The Altair Community is migrating to a new platform to provide a better experience for you. In preparation for the migration, the Altair Community is on read-only mode from October 28 - November 6, 2024. Technical support via cases will continue to work as is. For any urgent requests from Students/Faculty members, please submit the form linked here
CSVExampleSource.PARAMETER_COLUMN_META_DATA
Neomatrix433
Member Posts: 8 Contributor II
Hi I have a problem with the CSVExampelSource operator.
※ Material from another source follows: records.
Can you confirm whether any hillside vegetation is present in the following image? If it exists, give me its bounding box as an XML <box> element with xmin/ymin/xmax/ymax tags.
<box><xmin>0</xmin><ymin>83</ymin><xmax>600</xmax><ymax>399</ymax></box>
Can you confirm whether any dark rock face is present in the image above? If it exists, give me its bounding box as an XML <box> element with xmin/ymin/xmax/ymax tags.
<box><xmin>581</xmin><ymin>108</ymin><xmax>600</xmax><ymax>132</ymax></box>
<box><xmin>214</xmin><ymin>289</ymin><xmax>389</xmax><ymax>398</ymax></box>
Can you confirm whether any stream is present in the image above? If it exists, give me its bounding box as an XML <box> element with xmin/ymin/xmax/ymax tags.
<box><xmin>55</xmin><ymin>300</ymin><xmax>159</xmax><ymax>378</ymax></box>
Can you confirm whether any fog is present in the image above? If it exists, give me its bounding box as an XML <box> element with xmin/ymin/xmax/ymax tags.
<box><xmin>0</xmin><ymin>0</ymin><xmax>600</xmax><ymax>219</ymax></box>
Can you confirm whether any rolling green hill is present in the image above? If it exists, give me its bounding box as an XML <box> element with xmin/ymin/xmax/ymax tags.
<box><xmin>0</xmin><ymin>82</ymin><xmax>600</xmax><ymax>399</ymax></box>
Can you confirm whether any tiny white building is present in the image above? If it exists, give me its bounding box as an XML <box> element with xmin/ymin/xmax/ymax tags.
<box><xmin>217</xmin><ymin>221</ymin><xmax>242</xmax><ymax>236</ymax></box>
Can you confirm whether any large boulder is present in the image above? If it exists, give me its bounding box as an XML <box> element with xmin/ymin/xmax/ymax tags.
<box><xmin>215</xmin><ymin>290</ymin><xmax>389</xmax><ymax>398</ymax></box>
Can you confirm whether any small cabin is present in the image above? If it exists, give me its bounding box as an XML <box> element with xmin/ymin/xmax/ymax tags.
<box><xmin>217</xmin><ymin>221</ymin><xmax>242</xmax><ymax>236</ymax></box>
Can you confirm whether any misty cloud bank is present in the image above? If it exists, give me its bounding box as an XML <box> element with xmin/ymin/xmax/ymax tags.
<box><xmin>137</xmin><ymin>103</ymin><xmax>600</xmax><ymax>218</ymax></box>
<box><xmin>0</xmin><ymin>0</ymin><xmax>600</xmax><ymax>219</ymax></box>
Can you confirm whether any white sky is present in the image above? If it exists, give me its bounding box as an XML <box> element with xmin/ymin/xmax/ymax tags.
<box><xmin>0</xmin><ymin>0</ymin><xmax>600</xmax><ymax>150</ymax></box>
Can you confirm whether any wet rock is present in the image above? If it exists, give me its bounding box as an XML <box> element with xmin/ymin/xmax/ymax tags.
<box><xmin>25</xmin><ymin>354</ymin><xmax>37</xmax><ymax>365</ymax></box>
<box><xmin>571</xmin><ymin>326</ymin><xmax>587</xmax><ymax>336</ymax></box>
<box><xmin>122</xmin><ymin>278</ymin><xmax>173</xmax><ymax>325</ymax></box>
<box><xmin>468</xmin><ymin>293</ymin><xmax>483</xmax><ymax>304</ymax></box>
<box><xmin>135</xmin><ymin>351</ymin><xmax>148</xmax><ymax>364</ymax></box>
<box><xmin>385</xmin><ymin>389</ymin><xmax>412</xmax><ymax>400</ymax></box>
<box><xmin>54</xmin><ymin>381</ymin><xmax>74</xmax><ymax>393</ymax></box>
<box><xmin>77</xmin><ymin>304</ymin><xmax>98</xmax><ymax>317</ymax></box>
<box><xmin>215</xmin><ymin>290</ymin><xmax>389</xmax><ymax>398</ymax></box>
I want to read a CSVDatei and add them to the DecisionTreeLearner.
How can I add my CSVExampelSource operator attributes and label?
This is my testdata:
Play;Outlook;Temperature;Humidity;Wind
yes;sunny;85;85.0;false
yes;overcast;80;90.0;true
no;overcast;83;78.0;false
no;rain;70;96.0;false
yes;rain;68;80.0;true
no;rain;65;70.0;true
yes;overcast;64;65.0;true
no;sunny;72;95.0;false
yes;sunny;69;70.0;false
no;sunny;75;80.0;false
yes;sunny;68;70.0;true
no;overcast;72;90.0;true
yes;overcast;81;75.0;true
no;rain;71;80.0;true
My code to test:
Process[0] (Process)
subprocess 'Main Process'
+- Read CSV[0] (Read CSV)
+- Set Role[0] (Set Role)
+- Decision Tree[0] (Decision Tree)
IOContainer (0 objects):
How can I put information if nominal, binominal, real and integer to the CSV operator ....
How can I add to CSVExampelSource Metadata? that the Decision Tree is created by Rapidmineroperator over the label play.
I need urgent help, it's about my Bachelor
And prepare the prozess in rapidminer is not a alternative!!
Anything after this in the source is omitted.